OSA is a highly prevalent comorbid condition in the elective surgical population and preoperative identification and treatment of OSA may reduce perioperative complications. It is important for physicians to educate their patients about the potential risks and to involve patients in the decision making process and so it was necessary to investigate the preferences of patients. This study represents the first attempt to examine the preferences of participants using a hypothetical scenario, and demonstrates that a significant proportion of respondents would be willing to delay surgery pending a sleep study and treatment for OSA. Further investigations are warranted on more specific patient populations and the different types of surgical procedures. While an argument could be made that sleep studies and treatments may amount to greater short-term costs, the identification and treatment of OSA will result in reductions in overall healthcare costs in the long term [21, 22]. Anesthesiologists have the opportunity to become major contributors in shared decision making while diagnosing and treating OSA to improve perioperative safety in the healthcare system [17]. Recognition of patient preferences may assist decision making and supplement the formulation and/or modifications of guidelines or institutional policy for the perioperative management of patients with OSA.

There were limitations to this study with regards to the development, distribution and implementation of the survey. Validity testing was not conducted during development. We may have been able to obtain more fully completed surveys and illicit more accurate responses from participants if research assistants were available to guide each respondent through the survey in a one-on-one setting. Due to the nature of the survey, the type (patients and non-patients) and total number of participants attending the clinic or preoperative areas were not collected. The generalizability of the results to individuals with lower educational status may be limited, as most participants in this survey had completed a college/university education. Furthermore, individuals with previous knowledge on OSA may have been more likely to participate in the survey. Only a small portion of participants had OSA, which may have made the scenario more “real” and the data most reliable amongst this group. However, over half of such patients were already on treatment, so the question on delaying surgery would be of little relevance. We presented information on OSA and associated risks to ensure all respondents were informed of OSA, but the presentation of the risks may have biased respondents towards delaying surgery. We acknowledge that the hypothetical nature of the scenario removes respondents from real-life decision-making, and the type of procedure was not specified. The results may differ if respondents were asked to make a real-life decision on their upcoming surgery.
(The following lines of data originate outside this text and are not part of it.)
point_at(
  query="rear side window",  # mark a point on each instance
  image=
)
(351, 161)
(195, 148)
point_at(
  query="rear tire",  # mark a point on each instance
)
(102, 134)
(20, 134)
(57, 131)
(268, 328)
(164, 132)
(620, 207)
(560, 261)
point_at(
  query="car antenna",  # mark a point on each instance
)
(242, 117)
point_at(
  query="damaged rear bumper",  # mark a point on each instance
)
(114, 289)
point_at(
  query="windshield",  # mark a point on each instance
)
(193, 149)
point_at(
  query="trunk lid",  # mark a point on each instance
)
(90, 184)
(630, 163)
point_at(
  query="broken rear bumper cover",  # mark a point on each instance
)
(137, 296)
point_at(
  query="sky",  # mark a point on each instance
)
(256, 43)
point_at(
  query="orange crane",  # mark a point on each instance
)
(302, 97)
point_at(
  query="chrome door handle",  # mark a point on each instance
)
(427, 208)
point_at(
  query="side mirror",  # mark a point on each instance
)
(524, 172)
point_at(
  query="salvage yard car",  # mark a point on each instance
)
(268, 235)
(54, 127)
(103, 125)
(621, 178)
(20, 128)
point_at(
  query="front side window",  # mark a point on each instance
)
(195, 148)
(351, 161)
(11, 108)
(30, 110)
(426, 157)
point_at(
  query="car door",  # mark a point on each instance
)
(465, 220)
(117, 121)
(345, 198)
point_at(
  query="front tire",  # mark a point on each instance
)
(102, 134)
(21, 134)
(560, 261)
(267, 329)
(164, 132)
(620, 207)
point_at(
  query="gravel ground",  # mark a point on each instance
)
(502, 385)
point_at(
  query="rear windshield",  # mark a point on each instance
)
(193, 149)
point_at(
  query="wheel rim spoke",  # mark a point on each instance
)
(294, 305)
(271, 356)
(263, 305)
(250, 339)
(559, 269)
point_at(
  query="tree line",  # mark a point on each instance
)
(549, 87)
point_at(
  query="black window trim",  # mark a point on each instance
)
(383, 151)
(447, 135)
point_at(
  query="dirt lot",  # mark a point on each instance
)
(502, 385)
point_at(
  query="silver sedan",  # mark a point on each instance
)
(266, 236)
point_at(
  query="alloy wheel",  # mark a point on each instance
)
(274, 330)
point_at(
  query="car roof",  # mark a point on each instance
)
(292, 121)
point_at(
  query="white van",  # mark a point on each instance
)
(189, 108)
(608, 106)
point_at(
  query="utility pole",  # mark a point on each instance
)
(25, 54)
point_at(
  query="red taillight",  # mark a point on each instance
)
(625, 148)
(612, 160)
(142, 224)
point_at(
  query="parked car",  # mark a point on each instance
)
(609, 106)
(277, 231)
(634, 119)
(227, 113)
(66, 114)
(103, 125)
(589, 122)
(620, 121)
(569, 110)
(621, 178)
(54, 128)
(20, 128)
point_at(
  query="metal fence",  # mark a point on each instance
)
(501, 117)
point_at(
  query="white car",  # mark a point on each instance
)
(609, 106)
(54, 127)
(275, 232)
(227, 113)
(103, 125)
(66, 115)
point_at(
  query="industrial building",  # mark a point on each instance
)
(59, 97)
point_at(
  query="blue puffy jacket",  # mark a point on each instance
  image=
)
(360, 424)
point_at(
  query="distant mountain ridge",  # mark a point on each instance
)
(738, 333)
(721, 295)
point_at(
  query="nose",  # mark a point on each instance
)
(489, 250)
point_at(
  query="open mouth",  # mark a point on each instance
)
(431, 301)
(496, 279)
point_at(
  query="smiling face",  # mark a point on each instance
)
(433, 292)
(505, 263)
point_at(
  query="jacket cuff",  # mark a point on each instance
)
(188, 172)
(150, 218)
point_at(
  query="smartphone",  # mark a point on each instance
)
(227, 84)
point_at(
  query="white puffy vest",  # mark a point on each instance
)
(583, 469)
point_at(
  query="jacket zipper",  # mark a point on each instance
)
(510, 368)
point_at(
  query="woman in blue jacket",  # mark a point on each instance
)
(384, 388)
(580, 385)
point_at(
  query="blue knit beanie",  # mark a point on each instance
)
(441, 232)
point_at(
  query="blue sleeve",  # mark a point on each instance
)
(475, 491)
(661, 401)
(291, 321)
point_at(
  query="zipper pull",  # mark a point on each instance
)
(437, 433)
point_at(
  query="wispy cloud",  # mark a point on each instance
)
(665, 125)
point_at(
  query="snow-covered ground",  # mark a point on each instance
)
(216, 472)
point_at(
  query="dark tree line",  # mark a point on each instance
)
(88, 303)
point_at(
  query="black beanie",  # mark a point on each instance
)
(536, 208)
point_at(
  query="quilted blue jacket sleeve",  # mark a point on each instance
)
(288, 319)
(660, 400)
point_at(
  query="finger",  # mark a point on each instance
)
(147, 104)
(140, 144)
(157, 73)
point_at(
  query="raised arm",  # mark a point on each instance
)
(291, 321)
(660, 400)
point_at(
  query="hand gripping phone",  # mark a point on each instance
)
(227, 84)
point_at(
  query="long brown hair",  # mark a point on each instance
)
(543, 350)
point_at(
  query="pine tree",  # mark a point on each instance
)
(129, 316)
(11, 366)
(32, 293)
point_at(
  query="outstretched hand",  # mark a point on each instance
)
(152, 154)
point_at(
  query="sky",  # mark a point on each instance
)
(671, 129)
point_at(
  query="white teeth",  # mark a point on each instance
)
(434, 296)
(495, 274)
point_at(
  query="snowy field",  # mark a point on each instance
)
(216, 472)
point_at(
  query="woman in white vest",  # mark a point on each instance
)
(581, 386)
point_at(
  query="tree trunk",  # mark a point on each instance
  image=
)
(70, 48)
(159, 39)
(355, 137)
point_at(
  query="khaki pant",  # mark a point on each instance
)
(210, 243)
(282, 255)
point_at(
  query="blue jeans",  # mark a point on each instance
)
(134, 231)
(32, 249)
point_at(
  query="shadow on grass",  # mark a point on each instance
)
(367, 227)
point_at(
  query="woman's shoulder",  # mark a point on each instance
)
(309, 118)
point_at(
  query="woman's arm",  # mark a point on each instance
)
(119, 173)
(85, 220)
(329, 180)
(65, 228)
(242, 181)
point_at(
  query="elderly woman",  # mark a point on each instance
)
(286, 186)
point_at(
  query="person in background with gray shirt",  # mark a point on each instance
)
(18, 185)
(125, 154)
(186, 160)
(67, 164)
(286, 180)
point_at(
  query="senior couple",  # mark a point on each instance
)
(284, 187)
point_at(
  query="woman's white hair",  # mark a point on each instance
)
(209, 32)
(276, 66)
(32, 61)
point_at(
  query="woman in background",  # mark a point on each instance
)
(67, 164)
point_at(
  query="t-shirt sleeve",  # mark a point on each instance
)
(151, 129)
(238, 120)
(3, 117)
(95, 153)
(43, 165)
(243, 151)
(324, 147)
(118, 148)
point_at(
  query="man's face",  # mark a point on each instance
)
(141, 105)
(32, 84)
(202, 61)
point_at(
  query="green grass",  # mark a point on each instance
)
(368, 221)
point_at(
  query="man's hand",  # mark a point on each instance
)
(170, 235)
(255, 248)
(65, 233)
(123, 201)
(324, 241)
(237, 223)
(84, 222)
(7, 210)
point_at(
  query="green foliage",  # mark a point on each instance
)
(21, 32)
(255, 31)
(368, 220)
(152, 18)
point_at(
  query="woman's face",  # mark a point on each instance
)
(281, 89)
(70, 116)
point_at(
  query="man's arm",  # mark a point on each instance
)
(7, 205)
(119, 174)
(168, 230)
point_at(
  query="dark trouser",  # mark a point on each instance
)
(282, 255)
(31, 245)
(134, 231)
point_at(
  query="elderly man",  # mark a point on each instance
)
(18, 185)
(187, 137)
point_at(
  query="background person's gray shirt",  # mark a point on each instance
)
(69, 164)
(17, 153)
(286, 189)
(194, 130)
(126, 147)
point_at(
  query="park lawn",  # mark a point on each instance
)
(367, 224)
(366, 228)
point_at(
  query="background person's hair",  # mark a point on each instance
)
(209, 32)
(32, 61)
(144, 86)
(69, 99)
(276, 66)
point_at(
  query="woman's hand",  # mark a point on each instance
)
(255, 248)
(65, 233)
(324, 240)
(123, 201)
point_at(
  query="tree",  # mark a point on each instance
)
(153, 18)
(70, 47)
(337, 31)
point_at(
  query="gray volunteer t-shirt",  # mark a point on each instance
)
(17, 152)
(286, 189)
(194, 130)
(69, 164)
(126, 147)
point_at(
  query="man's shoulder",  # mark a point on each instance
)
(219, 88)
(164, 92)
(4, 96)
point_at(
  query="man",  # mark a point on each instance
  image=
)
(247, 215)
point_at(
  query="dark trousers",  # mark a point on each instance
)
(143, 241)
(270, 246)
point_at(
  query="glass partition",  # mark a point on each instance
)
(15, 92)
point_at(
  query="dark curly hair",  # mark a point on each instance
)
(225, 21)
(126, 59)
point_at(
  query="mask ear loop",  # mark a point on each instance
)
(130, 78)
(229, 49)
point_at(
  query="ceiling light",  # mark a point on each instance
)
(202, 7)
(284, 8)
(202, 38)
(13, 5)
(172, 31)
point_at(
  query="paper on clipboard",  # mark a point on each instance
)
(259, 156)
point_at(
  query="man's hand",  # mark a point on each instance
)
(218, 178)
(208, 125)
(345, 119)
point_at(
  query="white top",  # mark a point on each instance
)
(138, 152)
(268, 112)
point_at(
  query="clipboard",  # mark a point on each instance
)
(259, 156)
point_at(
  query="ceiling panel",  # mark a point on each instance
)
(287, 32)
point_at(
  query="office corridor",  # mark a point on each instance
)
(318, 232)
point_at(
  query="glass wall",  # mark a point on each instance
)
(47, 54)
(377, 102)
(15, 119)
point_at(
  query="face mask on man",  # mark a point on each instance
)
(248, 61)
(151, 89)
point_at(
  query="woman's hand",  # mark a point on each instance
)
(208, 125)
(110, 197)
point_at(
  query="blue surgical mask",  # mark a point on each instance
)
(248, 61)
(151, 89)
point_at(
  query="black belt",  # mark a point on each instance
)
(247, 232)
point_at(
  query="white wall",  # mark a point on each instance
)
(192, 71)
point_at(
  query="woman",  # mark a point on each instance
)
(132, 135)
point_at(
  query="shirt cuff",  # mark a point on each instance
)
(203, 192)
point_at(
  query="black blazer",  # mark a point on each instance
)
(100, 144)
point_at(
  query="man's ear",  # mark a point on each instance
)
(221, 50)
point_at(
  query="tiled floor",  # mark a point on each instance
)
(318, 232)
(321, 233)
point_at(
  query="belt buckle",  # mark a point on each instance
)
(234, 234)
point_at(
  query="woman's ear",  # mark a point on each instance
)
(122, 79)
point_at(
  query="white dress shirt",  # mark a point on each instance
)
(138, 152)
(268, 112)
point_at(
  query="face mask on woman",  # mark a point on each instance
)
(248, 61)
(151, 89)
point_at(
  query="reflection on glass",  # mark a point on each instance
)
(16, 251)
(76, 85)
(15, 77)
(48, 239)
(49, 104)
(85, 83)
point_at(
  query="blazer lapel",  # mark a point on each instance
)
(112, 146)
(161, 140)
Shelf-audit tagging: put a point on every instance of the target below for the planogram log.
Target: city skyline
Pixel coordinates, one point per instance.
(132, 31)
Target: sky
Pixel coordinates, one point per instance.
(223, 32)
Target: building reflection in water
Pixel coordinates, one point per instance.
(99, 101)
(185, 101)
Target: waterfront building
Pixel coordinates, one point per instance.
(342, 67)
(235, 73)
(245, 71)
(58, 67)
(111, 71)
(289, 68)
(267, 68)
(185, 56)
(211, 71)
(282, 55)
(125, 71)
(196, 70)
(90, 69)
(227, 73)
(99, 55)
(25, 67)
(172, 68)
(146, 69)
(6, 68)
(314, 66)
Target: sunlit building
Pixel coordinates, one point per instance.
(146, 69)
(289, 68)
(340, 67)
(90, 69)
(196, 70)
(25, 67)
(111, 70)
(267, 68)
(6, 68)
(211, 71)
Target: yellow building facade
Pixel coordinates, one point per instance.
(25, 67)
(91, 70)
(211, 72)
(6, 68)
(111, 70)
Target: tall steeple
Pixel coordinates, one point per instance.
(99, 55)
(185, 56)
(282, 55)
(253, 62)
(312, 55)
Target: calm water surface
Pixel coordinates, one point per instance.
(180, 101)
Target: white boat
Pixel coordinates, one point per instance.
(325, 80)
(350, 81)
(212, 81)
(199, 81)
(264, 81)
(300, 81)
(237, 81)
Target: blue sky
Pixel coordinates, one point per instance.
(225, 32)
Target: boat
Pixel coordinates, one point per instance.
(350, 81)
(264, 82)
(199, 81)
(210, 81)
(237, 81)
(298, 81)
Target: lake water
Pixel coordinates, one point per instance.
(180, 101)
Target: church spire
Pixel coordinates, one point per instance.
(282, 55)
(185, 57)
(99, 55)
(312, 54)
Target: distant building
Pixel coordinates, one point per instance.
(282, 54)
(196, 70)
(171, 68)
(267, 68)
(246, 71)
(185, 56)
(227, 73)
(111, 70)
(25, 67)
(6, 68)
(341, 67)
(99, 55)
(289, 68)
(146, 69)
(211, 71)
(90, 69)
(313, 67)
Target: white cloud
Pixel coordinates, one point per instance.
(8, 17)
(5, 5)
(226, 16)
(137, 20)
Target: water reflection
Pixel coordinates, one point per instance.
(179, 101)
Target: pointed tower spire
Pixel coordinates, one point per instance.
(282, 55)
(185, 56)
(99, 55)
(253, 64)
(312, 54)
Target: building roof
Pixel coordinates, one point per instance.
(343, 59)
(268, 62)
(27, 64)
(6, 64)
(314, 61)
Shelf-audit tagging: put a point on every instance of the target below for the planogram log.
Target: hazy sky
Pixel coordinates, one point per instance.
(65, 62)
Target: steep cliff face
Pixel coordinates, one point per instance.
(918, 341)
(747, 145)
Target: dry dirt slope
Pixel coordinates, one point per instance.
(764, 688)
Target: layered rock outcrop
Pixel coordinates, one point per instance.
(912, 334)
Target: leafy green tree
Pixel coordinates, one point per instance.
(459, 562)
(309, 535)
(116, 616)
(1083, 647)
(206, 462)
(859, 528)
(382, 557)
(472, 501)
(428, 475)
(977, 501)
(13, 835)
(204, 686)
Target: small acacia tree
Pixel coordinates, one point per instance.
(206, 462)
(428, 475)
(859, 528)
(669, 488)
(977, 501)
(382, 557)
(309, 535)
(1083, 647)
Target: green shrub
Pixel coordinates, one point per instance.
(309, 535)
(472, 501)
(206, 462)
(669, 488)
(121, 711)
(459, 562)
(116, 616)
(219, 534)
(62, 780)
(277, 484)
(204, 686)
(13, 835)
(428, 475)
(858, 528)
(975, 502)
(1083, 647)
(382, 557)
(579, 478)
The type of procedure may also significantly impact decision-making because elective surgery encompasses a wide range of procedures from cosmetic to cancer surgery. Moreover, when respondents were asked to rate the importance of several factors at the end of the survey, the inclusion of procedure types as a factor may have been of interest.

Conclusions

Despite the limitations of this study, it was the first attempt to understand patient preferences within the preoperative management of suspected OSA. Our study demonstrates that patients do have clear preferences on this topic. Educating patients and incorporating shared decision making when facing a complex condition such as suspected OSA in the surgical setting may help physicians to make decisions about preoperative management of these patients.